Page MenuHomePhabricator

Commoning of target specific load/store intrinsics in Early CSE
ClosedPublic

Authored by ssijaric on Jan 22 2015, 12:48 AM.

Details

Reviewers
pete
hfinkel
Summary

Common target specific load/store intrinsics in Early CSE. Currently, only a few AArch64 load/store intrinsics are supported (ld2, st2, etc). Updated patch based on Pete and Hal's reviews. Uploading to Phabricator this time.

Thanks,
Sanjin

Diff Detail

Event Timeline

ssijaric updated this revision to Diff 18588.Jan 22 2015, 12:48 AM
ssijaric retitled this revision from to Commoning of target specific load/store intrinsics in Early CSE.
ssijaric updated this object.
ssijaric edited the test plan for this revision. (Show Details)
ssijaric added reviewers: pete, hfinkel.
ssijaric added a subscriber: Unknown Object (MLST).
pete edited edge metadata.Jan 22 2015, 10:07 AM

Thanks for fixing all my prior comments.

The patch LGTM with just the few additional comments I made. I'm no expert on this part of the compiler though, so it would be best if Hal or someone else can give the final LGTM.

Thanks,
Pete

include/llvm/Analysis/TargetTransformInfo.h
39

Please use \brief here instead of 'MemIntrinsicInfo -'

43

You need to initialize Vol and NumMemRefs here

463

I think this comment should say it returns a value not an instruction. I think its possible for your code to return a Value here if the st2 intrinsic was storing constants for example.

lib/Transforms/Scalar/EarlyCSE.cpp
408

I think this can also be getPointerOperand() as you've done on the store

ssijaric updated this revision to Diff 18645.Jan 22 2015, 5:34 PM
ssijaric edited edge metadata.

Diff contains a few fixes to address Pete's latest review.

Thanks for the review, Pete. New patch uploaded.

include/llvm/Analysis/TargetTransformInfo.h
39

Changed in the updated patch.

43

Thanks for catching this.
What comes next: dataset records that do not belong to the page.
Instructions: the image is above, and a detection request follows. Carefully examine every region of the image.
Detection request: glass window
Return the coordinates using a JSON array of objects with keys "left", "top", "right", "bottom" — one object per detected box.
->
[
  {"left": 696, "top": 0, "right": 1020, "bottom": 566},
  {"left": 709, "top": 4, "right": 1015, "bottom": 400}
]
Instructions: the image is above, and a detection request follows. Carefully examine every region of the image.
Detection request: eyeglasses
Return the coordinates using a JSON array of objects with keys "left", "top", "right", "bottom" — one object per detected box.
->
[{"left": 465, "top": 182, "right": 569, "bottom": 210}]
Fixed in the updated patch.

463

Yes, changed description in the updated patch.

lib/Transforms/Scalar/EarlyCSE.cpp
408

Yes, changed in the updated patch.

ssijaric updated this revision to Diff 18646.Jan 22 2015, 6:11 PM

Fix initialization list order.

hfinkel accepted this revision.Jan 24 2015, 6:50 AM
hfinkel edited edge metadata.

LGTM too.

lib/Transforms/Scalar/EarlyCSE.cpp
478

Don't add an extra blank line here.

This revision is now accepted and ready to land.Jan 24 2015, 6:50 AM
ssijaric updated this revision to Diff 18727.Jan 25 2015, 1:24 AM
ssijaric edited edge metadata.

Remove a blank line and rebase the change.
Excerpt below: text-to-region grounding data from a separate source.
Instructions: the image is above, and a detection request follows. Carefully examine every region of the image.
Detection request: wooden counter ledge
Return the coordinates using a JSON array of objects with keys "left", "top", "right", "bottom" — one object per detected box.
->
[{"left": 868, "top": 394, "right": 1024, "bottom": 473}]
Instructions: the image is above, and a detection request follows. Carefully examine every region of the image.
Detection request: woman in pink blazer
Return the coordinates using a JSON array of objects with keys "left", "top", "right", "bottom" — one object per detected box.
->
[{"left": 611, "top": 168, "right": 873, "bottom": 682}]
Thanks for the review, Hal.

lib/Transforms/Scalar/EarlyCSE.cpp
478

Removed in the latest update.

Okay (there was no need to repost this for just the whitespace change); feel free to commit.

Hi Hal,

I don't have commit rights. Can you or Chad please commit?

Thanks,
Sanjin

mcrosier closed this revision.Jan 26 2015, 2:54 PM
mcrosier added a subscriber: mcrosier.

Committed r227149.

reames added a subscriber: reames.Feb 13 2015, 3:54 PM

Sorry to reopen a long dead review thread, but I had a reason to look at EarlyCSE today and just noticed the changes.

I feel the introduction of the ParseMemoryInst class has badly obscured the logic of this transform. I get that you wanted to abstract over the existence of both normal loads and stores and target specific loads and stores, but the extra layer of abstraction makes this code substantially harder to follow.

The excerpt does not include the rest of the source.